Es fruto del don gratuito de Dios. Por eso la llamamos sobrenatural, así como
también llamamos sobrenatural la gracia que dispone al hombre a entrar en el
gozo divino.
“Bienaventurados los limpios de
corazón porque ellos verán a Dios”. Ciertamente, según su grandeza y su
inexpresable gloria, ‘nadie verá a Dios y seguirá viviendo’, porque el Padre es
inasequible; pero su amor, su bondad hacia los hombres y su omnipotencia llegan
hasta conceder a los que lo aman el privilegio de ver a Dios... ‘porque lo que
es imposible para los hombres es posible para Dios’. (S. Ireneo, haer.
4, 20, 5).
1723 La
bienaventuranza prometida nos coloca ante opciones morales decisivas.
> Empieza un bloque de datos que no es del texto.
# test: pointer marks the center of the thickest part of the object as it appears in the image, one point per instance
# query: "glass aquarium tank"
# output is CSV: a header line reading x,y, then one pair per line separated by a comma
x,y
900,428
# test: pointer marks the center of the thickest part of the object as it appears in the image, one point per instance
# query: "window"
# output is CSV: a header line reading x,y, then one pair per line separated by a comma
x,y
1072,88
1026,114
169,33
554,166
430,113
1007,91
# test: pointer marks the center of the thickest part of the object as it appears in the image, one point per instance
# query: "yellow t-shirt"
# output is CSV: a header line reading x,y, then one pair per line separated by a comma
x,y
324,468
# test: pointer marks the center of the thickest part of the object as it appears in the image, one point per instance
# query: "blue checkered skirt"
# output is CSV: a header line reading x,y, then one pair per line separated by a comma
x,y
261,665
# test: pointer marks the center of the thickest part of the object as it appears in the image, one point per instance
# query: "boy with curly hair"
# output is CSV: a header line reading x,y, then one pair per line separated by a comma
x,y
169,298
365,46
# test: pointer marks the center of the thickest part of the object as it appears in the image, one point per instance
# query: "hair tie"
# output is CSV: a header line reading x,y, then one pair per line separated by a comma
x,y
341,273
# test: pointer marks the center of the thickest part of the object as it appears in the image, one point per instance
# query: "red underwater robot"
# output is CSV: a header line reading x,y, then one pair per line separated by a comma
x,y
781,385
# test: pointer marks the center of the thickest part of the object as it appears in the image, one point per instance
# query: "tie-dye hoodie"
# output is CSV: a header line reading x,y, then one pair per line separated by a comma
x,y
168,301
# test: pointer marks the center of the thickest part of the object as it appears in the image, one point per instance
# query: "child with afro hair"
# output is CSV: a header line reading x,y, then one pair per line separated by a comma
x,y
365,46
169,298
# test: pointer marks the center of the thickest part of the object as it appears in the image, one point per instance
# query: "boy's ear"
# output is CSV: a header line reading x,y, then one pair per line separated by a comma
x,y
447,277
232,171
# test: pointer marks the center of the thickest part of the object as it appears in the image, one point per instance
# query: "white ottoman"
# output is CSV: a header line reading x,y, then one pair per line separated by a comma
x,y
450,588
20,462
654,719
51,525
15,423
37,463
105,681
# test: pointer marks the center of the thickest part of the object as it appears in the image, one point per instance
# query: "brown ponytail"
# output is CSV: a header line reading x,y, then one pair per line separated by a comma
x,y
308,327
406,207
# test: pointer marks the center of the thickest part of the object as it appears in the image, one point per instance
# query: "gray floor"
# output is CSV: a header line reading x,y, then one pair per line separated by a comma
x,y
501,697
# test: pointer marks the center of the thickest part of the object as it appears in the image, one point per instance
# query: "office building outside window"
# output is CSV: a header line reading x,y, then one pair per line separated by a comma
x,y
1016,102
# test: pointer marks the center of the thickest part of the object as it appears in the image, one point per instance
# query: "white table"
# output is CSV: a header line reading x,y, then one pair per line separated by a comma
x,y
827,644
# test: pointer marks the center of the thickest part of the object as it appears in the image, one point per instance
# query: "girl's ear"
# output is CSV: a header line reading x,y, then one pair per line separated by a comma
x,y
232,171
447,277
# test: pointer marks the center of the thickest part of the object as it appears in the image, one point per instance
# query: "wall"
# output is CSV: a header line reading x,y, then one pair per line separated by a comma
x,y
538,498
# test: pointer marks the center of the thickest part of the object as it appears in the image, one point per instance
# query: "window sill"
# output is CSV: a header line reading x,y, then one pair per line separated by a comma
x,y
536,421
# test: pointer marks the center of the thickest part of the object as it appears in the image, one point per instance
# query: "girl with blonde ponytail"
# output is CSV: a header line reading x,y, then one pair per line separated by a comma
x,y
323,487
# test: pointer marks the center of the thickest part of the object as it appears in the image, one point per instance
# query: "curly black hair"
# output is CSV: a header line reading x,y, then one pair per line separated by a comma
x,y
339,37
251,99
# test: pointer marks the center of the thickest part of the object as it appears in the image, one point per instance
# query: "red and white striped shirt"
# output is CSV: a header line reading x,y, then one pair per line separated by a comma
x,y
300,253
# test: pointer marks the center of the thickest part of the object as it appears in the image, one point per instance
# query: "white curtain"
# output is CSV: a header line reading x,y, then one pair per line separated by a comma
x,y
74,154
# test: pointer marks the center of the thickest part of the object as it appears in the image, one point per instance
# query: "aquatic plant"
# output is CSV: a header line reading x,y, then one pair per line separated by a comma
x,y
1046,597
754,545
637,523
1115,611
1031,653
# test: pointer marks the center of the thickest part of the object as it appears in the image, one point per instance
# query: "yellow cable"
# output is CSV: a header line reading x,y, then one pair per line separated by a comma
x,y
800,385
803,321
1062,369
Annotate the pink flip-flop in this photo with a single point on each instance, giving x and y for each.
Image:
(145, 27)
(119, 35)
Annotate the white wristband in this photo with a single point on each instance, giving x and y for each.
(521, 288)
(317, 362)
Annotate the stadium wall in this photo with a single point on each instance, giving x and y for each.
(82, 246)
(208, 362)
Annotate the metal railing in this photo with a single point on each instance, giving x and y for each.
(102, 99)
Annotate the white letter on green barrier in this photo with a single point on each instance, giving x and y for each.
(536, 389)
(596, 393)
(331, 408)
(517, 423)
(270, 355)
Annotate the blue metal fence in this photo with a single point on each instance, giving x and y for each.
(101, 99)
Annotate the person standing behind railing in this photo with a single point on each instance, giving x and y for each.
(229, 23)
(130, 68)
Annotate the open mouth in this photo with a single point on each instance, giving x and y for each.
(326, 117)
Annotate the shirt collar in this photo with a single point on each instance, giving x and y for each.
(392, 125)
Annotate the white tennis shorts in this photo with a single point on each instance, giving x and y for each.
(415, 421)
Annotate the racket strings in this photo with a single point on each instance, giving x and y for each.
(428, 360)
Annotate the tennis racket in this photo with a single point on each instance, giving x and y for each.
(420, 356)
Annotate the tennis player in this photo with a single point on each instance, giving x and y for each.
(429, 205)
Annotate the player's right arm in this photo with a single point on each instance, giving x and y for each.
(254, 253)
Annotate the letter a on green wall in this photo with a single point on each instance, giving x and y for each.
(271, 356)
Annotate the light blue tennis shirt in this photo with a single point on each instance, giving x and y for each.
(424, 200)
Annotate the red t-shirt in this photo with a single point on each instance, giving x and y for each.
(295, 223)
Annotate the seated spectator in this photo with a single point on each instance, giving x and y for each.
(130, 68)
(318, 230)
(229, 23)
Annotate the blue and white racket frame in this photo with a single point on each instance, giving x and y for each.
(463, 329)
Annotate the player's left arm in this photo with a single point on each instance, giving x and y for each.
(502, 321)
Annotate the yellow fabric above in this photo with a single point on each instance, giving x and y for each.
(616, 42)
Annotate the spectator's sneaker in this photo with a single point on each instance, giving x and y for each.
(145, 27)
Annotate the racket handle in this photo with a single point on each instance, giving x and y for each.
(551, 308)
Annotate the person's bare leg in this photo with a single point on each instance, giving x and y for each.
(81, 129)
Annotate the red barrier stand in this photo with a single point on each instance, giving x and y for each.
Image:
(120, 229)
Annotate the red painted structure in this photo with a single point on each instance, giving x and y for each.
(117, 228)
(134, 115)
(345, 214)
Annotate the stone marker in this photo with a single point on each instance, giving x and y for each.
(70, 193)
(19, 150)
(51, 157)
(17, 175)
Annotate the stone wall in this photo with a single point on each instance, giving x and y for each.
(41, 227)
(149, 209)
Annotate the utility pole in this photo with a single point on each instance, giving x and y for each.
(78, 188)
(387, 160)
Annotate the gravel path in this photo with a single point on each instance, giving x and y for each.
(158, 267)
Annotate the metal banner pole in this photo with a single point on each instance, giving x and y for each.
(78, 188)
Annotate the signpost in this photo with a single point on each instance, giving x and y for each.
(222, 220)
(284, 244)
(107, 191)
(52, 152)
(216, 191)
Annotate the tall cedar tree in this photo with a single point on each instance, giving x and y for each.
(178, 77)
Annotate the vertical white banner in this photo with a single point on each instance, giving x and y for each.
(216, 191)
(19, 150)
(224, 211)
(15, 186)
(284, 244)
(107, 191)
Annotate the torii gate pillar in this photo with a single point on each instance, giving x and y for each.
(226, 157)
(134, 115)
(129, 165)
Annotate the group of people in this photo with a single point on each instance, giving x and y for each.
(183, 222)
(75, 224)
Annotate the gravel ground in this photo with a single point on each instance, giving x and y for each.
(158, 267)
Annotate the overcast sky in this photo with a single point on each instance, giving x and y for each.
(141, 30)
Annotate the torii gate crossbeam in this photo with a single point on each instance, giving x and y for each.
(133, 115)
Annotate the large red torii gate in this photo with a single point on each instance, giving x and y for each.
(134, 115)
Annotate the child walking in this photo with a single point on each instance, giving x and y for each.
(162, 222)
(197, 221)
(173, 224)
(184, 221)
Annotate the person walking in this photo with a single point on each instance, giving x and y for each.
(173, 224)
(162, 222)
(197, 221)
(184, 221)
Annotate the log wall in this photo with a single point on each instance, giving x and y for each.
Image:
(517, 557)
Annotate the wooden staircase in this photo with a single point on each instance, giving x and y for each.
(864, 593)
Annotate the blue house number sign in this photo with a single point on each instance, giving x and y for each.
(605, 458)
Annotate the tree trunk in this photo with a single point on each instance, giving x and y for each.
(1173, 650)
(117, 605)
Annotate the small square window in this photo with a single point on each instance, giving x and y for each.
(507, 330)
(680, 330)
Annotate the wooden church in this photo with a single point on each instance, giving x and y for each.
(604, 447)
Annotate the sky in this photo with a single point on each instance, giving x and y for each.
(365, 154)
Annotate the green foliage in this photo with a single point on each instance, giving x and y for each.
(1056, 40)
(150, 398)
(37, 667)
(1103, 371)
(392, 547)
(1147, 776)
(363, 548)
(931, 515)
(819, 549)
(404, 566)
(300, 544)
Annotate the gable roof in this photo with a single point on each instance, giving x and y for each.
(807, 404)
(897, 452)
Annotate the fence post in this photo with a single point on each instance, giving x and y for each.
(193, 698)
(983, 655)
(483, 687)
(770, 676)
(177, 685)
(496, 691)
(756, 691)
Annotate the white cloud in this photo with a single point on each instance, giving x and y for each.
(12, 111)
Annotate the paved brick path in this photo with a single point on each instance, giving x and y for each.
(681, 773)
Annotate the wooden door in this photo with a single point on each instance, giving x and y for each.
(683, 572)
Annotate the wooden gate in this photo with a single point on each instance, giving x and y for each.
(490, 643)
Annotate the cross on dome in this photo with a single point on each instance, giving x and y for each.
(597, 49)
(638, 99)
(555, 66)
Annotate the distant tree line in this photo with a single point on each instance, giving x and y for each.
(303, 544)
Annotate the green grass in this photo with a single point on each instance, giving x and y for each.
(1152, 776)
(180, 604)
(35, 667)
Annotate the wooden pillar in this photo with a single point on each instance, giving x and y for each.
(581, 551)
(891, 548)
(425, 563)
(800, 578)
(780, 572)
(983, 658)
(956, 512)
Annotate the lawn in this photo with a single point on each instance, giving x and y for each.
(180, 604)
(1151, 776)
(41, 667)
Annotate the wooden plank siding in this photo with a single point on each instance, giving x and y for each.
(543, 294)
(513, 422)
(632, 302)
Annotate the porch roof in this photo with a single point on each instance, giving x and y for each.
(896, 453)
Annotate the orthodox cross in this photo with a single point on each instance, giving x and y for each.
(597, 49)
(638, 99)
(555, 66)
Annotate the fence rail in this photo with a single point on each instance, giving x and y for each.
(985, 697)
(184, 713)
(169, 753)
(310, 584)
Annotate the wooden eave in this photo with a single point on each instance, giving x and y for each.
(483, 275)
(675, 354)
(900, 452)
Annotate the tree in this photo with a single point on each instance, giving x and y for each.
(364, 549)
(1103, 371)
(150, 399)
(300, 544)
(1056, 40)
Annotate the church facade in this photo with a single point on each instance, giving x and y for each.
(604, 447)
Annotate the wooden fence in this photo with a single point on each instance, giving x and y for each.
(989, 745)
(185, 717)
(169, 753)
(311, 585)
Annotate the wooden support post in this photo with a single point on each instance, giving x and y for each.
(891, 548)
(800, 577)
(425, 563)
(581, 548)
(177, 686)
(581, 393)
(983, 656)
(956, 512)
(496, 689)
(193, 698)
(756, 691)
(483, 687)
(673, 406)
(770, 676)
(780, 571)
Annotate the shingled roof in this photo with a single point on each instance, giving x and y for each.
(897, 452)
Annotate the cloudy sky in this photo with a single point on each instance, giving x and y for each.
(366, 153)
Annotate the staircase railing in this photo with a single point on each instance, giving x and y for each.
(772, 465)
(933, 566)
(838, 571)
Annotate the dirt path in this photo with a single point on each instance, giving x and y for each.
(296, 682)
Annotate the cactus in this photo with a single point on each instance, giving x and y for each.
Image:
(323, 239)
Nos invita a purificar nuestro corazón de
sus malvados instintos y a buscar el amor de Dios por encima de todo. Nos
enseña que la verdadera dicha no reside ni en la riqueza o el bienestar, ni en
la gloria humana o el poder, ni en ninguna obra humana, por útil que sea, como
las ciencias, las técnicas y las artes, ni en ninguna criatura, sino sólo en
Dios, fuente de todo bien y de todo amor:
El dinero es el ídolo de nuestro tiempo. A él rinde homenaje ‘instintivo’ la
multitud, la masa de los hombres. Estos miden la dicha según la fortuna, y,
según la fortuna también, miden la honorabilidad... Todo esto se debe a la
convicción de que con la riqueza se puede todo. La riqueza por tanto es uno de
los ídolos de nuestros días, y la notoriedad es otro... La notoriedad, el hecho
de ser reconocido y de hacer ruido en el mundo (lo que podría llamarse una fama
de prensa), ha llegado a ser considerada como un bien en sí mismo, un bien
soberano, un objeto de verdadera veneración. (Newman, mix. 5, sobre la
santidad).
1724 El
Decálogo, el Sermón de la Montaña y la catequesis apostólica nos describen los
caminos que conducen al Reino de los cielos. Por ellos avanzamos paso a paso
mediante los actos de cada día, sostenidos por la gracia del Espíritu Santo.
Fecundados por la Palabra de Cristo, damos lentamente frutos en la Iglesia para
la gloria de Dios (cf la parábola del sembrador: Mt 13, 3-23).